D’autres pistes ont été envisagées comme la réforme de l’une des « deux » taxes – on distingue le forfait pesant sur les logeurs et la taxe au réel pesant sur les personnes hébergées – avec la volonté de privilégier le premier qui, par rapport à la seconde, présente l’avantage de limiter l’évasion fiscale. Cela a été étudié dans un rapport d’inspection de 2004. Finalement, les élus ont manifesté la volonté de conserver leur liberté de choix.

De façon assez paradoxale, la taxe est critiquée pour son faible rendement mais l’on voudrait aussi frapper le moins possible les activités touristiques, notamment quand elle est recouvrée au forfait. Par ailleurs, le contrôle en est difficile. La taxe est recouvrée par le comptable municipal, au profit de la commune et du département en cas de taxe additionnelle.

Il faut prélever une somme juste sur l’économie touristique sans trop la frapper. L’équilibre ne peut être trouvé et la taxe légitimée que par le retour qu’obtiennent les professions touristiques. Le droit prévoit que l’utilisation de la taxe doit être justifiée, il suffirait de l’appliquer. En effet, l’exécutif local doit, dans le compte administratif, faire état de la somme qui a été recouvrée et de l’usage qui en a été fait.
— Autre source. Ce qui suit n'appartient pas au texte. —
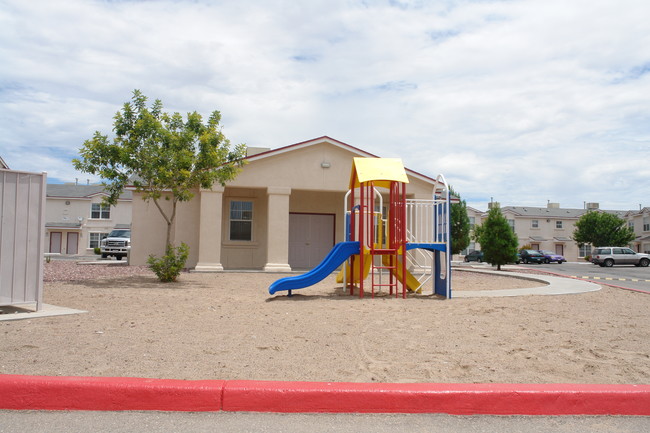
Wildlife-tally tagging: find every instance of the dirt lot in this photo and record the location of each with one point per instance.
(227, 326)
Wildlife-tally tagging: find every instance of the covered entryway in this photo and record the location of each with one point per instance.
(311, 237)
(55, 242)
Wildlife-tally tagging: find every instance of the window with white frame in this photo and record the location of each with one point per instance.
(95, 238)
(241, 220)
(100, 211)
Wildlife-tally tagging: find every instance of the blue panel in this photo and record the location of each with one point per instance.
(339, 253)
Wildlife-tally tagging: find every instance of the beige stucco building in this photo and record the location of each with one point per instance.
(284, 211)
(551, 228)
(76, 219)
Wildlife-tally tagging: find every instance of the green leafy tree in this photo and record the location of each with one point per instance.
(498, 240)
(602, 229)
(162, 155)
(459, 225)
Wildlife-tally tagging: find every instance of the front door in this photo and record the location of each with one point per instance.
(55, 242)
(311, 237)
(72, 246)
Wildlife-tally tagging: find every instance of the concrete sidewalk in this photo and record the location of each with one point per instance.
(552, 285)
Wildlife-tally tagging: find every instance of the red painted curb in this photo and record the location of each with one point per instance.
(108, 393)
(114, 394)
(458, 399)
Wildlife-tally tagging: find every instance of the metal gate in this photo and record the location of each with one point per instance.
(22, 216)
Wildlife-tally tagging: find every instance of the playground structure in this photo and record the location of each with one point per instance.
(386, 243)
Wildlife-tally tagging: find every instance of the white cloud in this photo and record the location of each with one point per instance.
(523, 101)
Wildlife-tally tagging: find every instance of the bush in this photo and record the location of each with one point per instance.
(168, 267)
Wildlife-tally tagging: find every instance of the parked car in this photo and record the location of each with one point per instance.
(474, 256)
(531, 256)
(610, 256)
(552, 257)
(117, 244)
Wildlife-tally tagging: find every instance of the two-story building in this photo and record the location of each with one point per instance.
(77, 219)
(551, 228)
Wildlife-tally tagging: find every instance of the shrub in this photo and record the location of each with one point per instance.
(168, 267)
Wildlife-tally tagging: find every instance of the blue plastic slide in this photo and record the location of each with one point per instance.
(333, 260)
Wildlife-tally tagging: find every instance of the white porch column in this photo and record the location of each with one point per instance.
(277, 250)
(210, 230)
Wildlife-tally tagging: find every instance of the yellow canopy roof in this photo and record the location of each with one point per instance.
(382, 171)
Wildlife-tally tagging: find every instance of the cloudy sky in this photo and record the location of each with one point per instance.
(520, 101)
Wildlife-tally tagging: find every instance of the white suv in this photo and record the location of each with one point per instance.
(610, 256)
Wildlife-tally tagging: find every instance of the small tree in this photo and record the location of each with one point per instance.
(602, 229)
(498, 240)
(162, 155)
(459, 225)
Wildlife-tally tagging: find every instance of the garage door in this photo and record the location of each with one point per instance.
(311, 237)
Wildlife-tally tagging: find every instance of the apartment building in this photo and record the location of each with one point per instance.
(551, 228)
(77, 219)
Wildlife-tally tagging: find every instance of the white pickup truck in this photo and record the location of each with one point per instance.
(117, 244)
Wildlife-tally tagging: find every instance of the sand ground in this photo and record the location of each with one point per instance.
(227, 326)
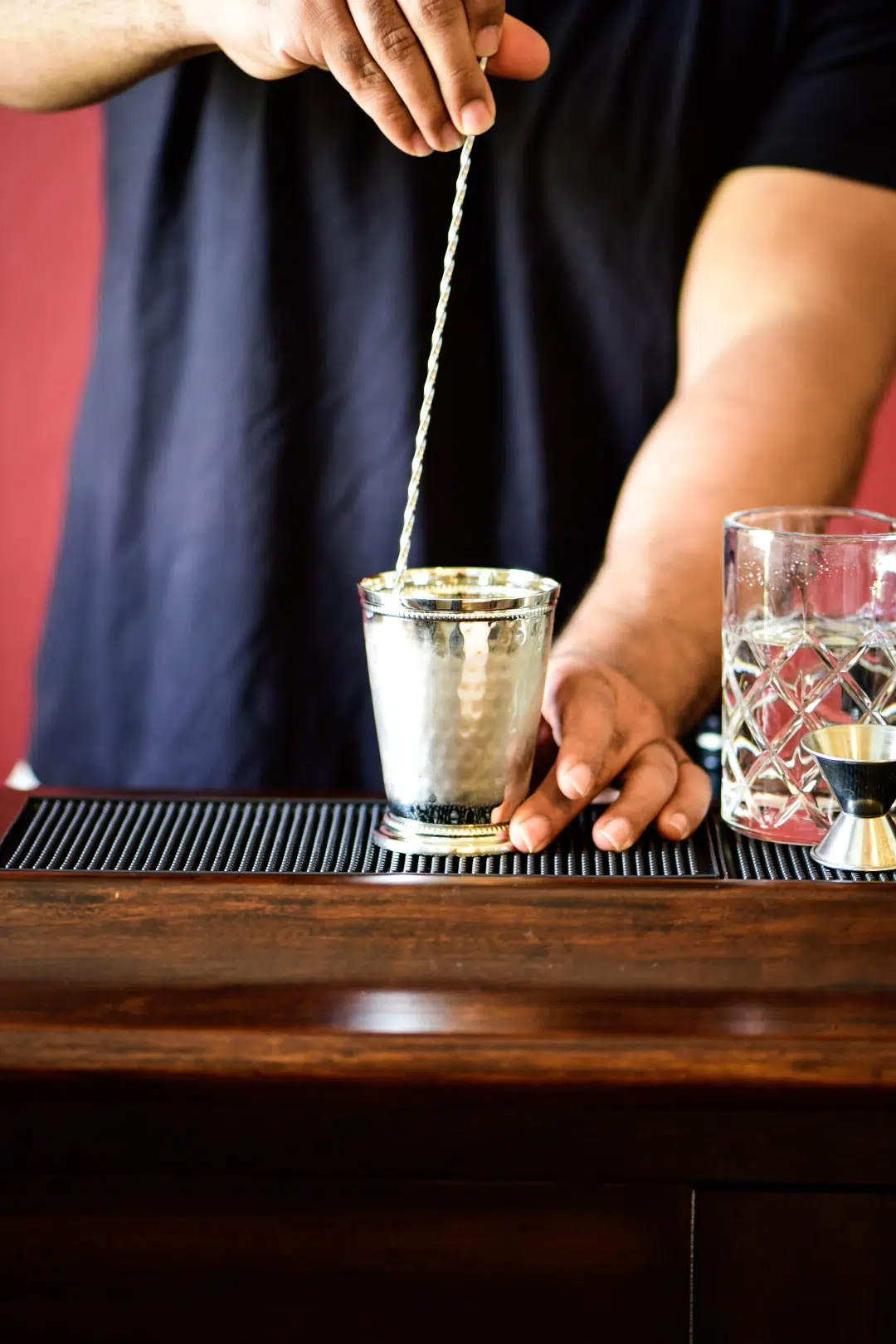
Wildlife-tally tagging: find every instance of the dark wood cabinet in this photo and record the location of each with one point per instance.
(344, 1261)
(796, 1265)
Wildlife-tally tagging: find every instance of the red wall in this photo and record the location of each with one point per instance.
(49, 261)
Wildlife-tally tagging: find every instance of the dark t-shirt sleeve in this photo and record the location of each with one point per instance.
(833, 106)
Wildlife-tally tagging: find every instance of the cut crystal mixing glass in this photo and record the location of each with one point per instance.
(809, 641)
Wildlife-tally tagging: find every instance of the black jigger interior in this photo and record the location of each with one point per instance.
(859, 761)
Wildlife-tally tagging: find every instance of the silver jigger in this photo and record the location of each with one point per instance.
(859, 761)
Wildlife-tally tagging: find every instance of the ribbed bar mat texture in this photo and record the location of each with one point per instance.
(123, 835)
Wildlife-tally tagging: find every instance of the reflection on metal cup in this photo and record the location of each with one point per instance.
(457, 660)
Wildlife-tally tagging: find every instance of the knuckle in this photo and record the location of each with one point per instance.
(398, 43)
(440, 14)
(359, 62)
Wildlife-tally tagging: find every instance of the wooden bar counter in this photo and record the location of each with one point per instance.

Ce reporting est destiné à ouvrir le débat au sein de l’organe délibérant de la collectivité, voire au sein de l’office de tourisme. L’important, c’est d’en discuter. La légitimité d’un prélèvement sur l’activité touristique réside dans la capacité des élus à expliquer son utilisation.

M. Éric Woerth, président. Dans ma collectivité, ce sont les hébergeurs qui proposent ; ensuite, elle dispose.

M. Michel Cazaubon. Votre exemple illustre l’intérêt du débat. Il faut montrer que la taxe est investie au profit de l’économie touristique, pour améliorer l’attractivité ou l’efficience du territoire, surtout quand il s’agit d’un secteur déterminant. Plus le territoire est touristique, plus la question du niveau et de l’affectation de la taxe est légitime et importante. Nous militons pour que la discussion se tienne déjà au sein de l’office de tourisme, qui constitue une enceinte privilégiée puisqu’il coordonne l’activité des professionnels.

Les limites de la taxe, fixées par le législateur entre 0,20 et 1,50 euro, sont déjà anciennes. Peut-être faut-il y voir l’une des raisons de son faible rendement. On pourrait imaginer une formule d’indexation, par exemple sur le coût de la vie.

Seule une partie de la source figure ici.